The author, Giuseppe Tomasi di Lampedusa (1907-1967), was born into aristocracy himself; he grew up on an estate on Sicily called Palazzo Lampedusa. He wrote The Leopard after living through World War II; it was published posthumously in 1958–over 20 years after its completion!
The Magic Mountain by Thomas Mann
The Magic Mountain is a novel by Thomas Mann that was first published in 1924. It tells the story of Hans Castorp, a young man who travels to Davos, Switzerland to visit his cousin Joachim Ziemssen. Castorp stays for seven years and becomes involved in many adventures as he learns more about himself and life itself.
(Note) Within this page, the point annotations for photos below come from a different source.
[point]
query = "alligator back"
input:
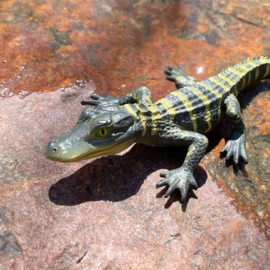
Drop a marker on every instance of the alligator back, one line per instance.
(200, 106)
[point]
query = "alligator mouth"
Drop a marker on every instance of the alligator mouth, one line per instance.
(95, 153)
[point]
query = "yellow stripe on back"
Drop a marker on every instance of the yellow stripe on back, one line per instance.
(188, 107)
(143, 120)
(168, 107)
(155, 116)
(206, 103)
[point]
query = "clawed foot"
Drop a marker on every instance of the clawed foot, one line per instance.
(97, 100)
(178, 179)
(236, 148)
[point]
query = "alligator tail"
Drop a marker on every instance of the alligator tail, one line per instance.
(239, 76)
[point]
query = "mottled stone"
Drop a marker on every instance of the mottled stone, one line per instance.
(106, 213)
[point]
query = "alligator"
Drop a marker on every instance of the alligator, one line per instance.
(108, 125)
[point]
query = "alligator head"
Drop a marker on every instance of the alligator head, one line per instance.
(102, 129)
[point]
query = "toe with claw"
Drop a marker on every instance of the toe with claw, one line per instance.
(178, 179)
(236, 148)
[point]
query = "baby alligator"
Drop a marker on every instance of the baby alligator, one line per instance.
(109, 125)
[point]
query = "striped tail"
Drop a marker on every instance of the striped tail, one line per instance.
(245, 73)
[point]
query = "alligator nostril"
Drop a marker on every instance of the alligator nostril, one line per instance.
(53, 147)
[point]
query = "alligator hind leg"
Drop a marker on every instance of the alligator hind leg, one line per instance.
(236, 145)
(179, 76)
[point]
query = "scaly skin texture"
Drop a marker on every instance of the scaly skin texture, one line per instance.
(109, 125)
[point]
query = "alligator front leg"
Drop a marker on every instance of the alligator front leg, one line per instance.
(182, 177)
(140, 95)
(236, 145)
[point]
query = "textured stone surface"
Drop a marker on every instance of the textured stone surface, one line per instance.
(106, 213)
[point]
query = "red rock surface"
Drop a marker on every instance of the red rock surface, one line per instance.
(106, 213)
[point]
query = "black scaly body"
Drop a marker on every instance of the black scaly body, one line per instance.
(181, 118)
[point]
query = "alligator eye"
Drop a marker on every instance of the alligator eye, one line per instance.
(102, 132)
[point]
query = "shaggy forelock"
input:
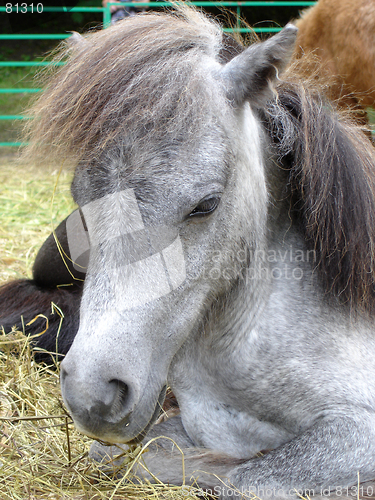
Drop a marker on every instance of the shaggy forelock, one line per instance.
(142, 75)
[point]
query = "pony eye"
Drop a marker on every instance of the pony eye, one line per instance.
(205, 207)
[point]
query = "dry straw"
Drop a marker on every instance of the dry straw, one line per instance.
(42, 455)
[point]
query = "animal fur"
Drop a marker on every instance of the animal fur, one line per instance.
(341, 35)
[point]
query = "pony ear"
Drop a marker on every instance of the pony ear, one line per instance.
(250, 75)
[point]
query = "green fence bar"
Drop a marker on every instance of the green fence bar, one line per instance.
(35, 37)
(107, 21)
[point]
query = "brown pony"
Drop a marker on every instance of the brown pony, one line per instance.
(341, 35)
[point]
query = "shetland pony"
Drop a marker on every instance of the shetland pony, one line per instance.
(229, 216)
(341, 34)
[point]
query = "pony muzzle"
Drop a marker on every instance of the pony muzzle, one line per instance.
(108, 409)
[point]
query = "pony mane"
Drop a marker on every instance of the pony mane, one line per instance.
(133, 74)
(330, 168)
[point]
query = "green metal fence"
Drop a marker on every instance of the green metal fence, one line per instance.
(106, 22)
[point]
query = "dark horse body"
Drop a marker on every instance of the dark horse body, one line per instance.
(230, 217)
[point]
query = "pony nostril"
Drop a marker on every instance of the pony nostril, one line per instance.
(122, 397)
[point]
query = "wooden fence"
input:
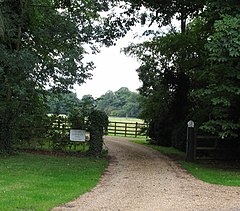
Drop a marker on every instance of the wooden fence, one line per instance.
(129, 129)
(209, 147)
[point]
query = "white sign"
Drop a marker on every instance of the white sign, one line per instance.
(77, 135)
(190, 123)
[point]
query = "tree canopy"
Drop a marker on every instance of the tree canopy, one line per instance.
(191, 72)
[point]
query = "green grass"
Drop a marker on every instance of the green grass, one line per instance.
(220, 173)
(124, 119)
(214, 175)
(41, 182)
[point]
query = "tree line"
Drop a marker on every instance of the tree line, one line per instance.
(190, 72)
(122, 103)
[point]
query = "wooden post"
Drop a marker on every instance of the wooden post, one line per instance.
(136, 130)
(125, 129)
(115, 129)
(191, 143)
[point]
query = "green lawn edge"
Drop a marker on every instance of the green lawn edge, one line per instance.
(208, 172)
(42, 182)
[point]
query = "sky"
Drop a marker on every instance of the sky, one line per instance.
(113, 68)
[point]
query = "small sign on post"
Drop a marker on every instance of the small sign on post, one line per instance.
(191, 143)
(77, 135)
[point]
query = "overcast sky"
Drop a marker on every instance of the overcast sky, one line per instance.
(113, 69)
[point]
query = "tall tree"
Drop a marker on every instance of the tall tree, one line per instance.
(41, 46)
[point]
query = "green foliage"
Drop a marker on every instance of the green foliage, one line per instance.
(193, 74)
(41, 182)
(41, 45)
(122, 103)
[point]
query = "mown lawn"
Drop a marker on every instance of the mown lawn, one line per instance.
(41, 182)
(221, 173)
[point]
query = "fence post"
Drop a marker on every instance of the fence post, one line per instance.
(136, 130)
(191, 142)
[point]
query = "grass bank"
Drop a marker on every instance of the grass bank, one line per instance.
(221, 173)
(41, 182)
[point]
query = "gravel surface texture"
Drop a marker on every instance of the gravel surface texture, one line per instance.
(140, 178)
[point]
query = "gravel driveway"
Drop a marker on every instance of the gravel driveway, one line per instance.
(140, 178)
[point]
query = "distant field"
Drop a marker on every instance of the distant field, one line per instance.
(125, 119)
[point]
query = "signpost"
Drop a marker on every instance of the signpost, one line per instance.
(191, 142)
(77, 135)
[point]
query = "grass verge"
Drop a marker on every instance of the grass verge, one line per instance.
(41, 182)
(221, 173)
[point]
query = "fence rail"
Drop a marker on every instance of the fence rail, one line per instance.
(127, 129)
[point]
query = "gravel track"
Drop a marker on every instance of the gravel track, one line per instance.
(142, 179)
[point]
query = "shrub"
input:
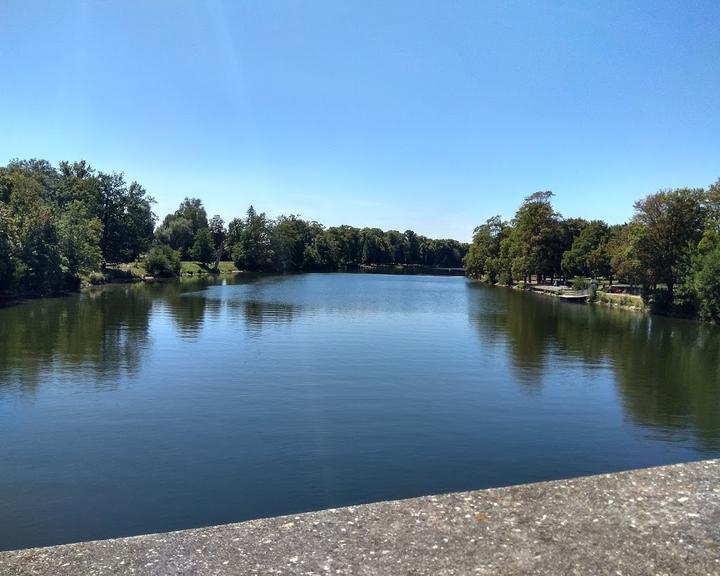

The book has been called “one of the most significant novels ever written”, as well as one of the best European novels ever written
The Stranger by Albert Camus
Camus’ novel is about an ordinary man who commits a murder. The book explores the idea of the Absurd, and it’s about the nature of identity. Published in 1942, The Stranger was Camus’ first novel and established him as one of France’s most important writers.
The main character Meursault lives a simple life: he works as a clerk at an insurance company by day and goes out drinking with his friends at night–that is until one day when he gets home early from work due to illness (or perhaps it was just because he didn’t feel like going), finds his mother upset over her son’s death, which happened while swimming; this sets off a chain reaction that leads Meursault on his journey into murder and guilt.
Under the Volcano by Malcolm Lowry
Lowry’s masterpiece is set in Mexico and tells the story of Geoffrey Firmin, a British Consul who has been drinking heavily for years. The novel follows his last day on Earth as he tries to find redemption before dying from alcohol poisoning.
The book is considered one of the greatest novels of post-war literature due to its innovative structure and style; it was published in 1947 but contains elements that were ahead of their time–including references to globalization and consumerism long before they became common topics among writers today.
These novels are great reads if you’re going to be traveling through Europe.
If you’re planning a trip to Europe and need something fun to read, consider these five literary novels that are the best of European canon. These novels are great reads if you’re going to be traveling through Europe, have an interest in European literature or culture, or just want to get lost in a good story set in another part of the world. They’ll also help you brush up on your history as well!
- The Death of Ivan Ilyich by Leo Tolstoy – This Russian masterpiece tells the story of a successful lawyer who dies after falling ill with terminal cancer. It’s about his struggle with death and how he comes face-to-face with his own mortality–and how everyone else reacts when someone close dies unexpectedly (or at all). The book was written between 1886-1888 but published posthumously in 1908; Tolstoy died before finishing it himself but left instructions for his wife Sofia Andreevna not only how she should continue writing if necessary but also what she should do if he died before completing any books himself.*
If you’re planning a trip through Europe, these are the novels that will give you the most insight into the culture and history of the continent. They’re also just great stories that everyone should read!